仕事の悩み甘えてんじゃないよという家事手伝いの彼女

仕事の悩み甘えてんじゃないよという家事手伝いの彼女

俺は現在彼女募集中ということにしてあるが、本当は特に、募集はしていない。会社の同期などの付き合いで合コンなどにも参加するし、たまにメールアドレスをもらったりするが、俺の方からアプローチをすることはない。特に結婚などを焦っているわけではないし、今は一緒に過ごしてくれる友達がいるから1人でも平気なのだ。いつも一緒に過ごしてくれる友達というのは高校時代からの親友のナオト。そしてその彼女の美登里だ。いつもなんだかんだ3人で過ごすことが多い。ナオトと美登里は高校からの付き合いだから、俺とナオトの友情と同じくらいの付き合いで、俺たち3人の仲も同じ。気の置けない友人同士というやつだ。

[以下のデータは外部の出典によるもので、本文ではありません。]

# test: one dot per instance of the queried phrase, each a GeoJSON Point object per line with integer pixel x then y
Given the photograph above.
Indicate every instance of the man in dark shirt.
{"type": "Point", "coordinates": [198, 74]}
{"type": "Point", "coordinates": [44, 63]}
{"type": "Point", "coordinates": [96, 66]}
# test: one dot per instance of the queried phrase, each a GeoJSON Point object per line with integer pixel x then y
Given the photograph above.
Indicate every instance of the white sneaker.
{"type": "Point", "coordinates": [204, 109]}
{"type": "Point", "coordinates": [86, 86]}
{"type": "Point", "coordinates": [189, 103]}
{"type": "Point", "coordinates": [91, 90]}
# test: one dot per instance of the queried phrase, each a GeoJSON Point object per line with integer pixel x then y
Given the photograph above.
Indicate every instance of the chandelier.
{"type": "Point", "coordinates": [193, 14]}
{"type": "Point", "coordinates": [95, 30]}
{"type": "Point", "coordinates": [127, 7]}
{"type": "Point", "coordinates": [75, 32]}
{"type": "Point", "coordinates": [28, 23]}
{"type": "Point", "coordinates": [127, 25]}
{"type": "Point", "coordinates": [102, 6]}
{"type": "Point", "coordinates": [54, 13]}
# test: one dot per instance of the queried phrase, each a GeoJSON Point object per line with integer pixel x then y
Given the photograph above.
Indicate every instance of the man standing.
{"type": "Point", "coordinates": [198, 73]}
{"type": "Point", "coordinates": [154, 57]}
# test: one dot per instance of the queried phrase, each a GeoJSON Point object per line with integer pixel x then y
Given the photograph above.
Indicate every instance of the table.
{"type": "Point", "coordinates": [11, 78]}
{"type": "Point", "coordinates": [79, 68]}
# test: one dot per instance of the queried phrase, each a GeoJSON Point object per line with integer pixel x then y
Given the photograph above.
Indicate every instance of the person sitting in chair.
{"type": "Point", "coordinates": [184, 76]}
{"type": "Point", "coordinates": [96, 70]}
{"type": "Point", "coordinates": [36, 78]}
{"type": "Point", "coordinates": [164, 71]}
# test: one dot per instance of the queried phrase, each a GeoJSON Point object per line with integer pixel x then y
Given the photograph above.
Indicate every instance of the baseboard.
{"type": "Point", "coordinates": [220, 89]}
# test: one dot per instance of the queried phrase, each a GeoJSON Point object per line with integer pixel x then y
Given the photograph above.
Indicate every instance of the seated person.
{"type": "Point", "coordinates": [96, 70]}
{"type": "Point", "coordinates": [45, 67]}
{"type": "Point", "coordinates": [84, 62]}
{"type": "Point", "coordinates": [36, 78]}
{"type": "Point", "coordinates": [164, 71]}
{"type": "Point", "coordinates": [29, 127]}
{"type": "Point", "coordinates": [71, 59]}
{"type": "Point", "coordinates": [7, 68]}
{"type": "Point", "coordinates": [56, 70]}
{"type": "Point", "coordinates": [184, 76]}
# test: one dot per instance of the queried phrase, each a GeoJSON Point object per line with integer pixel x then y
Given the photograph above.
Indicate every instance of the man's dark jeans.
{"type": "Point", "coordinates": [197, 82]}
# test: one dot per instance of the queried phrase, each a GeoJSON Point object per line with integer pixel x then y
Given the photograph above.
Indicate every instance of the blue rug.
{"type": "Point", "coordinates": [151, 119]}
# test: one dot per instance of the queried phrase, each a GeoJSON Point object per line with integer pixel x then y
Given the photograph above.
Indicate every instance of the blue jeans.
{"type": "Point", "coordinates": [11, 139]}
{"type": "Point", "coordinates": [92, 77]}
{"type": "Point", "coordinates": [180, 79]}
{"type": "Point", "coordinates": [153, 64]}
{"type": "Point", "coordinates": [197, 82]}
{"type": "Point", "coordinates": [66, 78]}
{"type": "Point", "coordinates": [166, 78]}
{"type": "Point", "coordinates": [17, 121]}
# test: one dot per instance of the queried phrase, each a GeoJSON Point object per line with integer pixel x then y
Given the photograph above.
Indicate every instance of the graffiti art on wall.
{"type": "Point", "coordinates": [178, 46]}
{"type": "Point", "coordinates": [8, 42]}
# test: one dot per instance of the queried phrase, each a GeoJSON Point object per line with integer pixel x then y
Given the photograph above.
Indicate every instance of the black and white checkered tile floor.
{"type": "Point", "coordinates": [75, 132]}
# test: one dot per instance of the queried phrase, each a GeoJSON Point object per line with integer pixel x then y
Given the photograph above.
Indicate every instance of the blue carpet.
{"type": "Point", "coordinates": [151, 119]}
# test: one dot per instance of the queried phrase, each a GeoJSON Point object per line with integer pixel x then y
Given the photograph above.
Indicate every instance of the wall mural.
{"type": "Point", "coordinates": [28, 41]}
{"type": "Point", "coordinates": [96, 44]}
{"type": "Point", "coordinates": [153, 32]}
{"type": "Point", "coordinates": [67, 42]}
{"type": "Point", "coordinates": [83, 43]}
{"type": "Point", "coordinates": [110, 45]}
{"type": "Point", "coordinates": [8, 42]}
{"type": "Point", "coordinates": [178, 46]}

美登里は黙っているとすごい美人で目をひくのだが、口を開くととても残念な女だ。何しろ口が悪い。男兄弟に挟まれて育ったからだと本人は言い訳しているが、それが美登里の性分だと思う。そんな美登里にいつも言われっぱなしのナオトは根っからのM気質とでもいうのだろうか。縁故入社だが大手企業に勤めているのに、仕事の悩み甘えてんじゃないよという家事手伝いの彼女に言われて喜んでいる。

【転職活動】書類選考に時間がかかる理由|外資系 転職 人材紹介のGaipro株式会社

だいたい、仕事の悩みだというわりにはいつも嬉しそうに話す。愚痴が愚痴になっていないというか、仕事の悩みとしては辛いだろうが、本人からその辛さは伝わってこない。だから余計に美登里を怒らせるのだ。

楽天株式会社: 新卒採用

そんな二人を見ていると、世の中ってなんでもありなんだなと思わされ、ほっとする。自分が抱えている仕事の悩みなんて、ちっぽけなものだと思わせてもらえる。自分自身が社会人として満足できるようになるまで、まだしばらくはこの友達を大切にして、1人でやって行こうと思う。